Portfolio + Blog Website
A personal portfolio and blog built with Next.js 16 and TypeScript.
It showcases my work, writing, and experience while also functioning as a reusable template that other developers can adapt by updating a few configuration values.
Overview
The site is designed to be clean, fast, and easy to customize.
It presents my projects and background in a structured way, while the underlying architecture keeps content manageable and scalable.
Tech Stack
Core Technologies
This project is powered by Next.js 16 and TypeScript, chosen for their reliability, modern features, and strong ecosystem.
Content System
I use Content Collections to manage Markdown/MDX content.
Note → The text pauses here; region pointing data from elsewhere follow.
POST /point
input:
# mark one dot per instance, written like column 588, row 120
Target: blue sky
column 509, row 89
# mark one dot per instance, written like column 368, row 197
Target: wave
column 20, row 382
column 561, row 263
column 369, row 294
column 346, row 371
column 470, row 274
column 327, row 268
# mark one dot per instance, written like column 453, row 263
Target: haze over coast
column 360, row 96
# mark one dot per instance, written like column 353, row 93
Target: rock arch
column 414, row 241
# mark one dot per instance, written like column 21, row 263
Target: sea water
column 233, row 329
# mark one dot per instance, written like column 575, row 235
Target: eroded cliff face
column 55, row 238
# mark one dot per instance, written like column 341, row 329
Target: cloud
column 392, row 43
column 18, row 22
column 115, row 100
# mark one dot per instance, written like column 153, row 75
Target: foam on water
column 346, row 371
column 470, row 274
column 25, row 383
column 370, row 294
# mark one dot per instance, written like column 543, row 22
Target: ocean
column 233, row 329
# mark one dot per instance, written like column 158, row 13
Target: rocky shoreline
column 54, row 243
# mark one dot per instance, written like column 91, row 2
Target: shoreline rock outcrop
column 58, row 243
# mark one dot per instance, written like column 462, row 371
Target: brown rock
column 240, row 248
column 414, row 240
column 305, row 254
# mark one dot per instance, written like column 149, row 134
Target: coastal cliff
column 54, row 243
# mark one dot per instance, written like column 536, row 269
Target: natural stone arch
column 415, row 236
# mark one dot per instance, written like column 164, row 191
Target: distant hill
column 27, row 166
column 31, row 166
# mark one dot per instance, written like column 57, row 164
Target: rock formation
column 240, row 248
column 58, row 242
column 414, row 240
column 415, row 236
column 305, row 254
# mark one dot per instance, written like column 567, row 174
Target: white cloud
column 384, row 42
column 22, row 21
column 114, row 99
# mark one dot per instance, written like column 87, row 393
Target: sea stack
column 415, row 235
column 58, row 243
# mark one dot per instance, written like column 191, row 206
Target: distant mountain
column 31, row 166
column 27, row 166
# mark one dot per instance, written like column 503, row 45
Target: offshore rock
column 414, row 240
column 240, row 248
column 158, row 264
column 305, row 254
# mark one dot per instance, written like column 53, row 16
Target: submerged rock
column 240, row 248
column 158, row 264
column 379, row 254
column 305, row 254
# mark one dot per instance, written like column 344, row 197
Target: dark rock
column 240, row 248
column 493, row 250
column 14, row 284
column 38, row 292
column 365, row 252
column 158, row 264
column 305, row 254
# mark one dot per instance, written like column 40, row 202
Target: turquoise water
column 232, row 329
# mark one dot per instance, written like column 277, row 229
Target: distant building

It replaced my initial plan to use Contentlayer, which is no longer maintained and currently incompatible with Next.js 16.
Design & Interaction
- Tailwind CSS for styling
- GSAP for animations
- Lenis for smooth scrolling
Together, these create a consistent and polished visual experience.
Design & Credits
The visual design is inspired by the portfolio created by Saurabh Chandre.
I came across his site — schar.dev — and admired its simplicity and interaction quality. Rebuilding it became a personal challenge to study its structure and polish.
I contacted Saurabh during development, and he was incredibly open and helpful, offering clarity on a few design choices. I genuinely appreciate his support.
Development Notes
While building the site, I focused on keeping things modular and easy to extend. Some highlights:
- Template-first structure driven by metadata
- Clean code organization across components, hooks, and UI utilities
- Smooth scroll behaviour and focused animation performance
- MDX-powered blog with custom components and syntax highlighting
I’m continuing to refine transitions, layout spacing, and smaller UI details to make everything feel cohesive.
Repository Availability
The source code will be published soon.
Before releasing it, I’m finalizing:
- minor design and animation refinements
- cleanup and optimization
- documentation improvements
- a more polished project structure
Once everything is ready, I’ll make the GitHub repository public.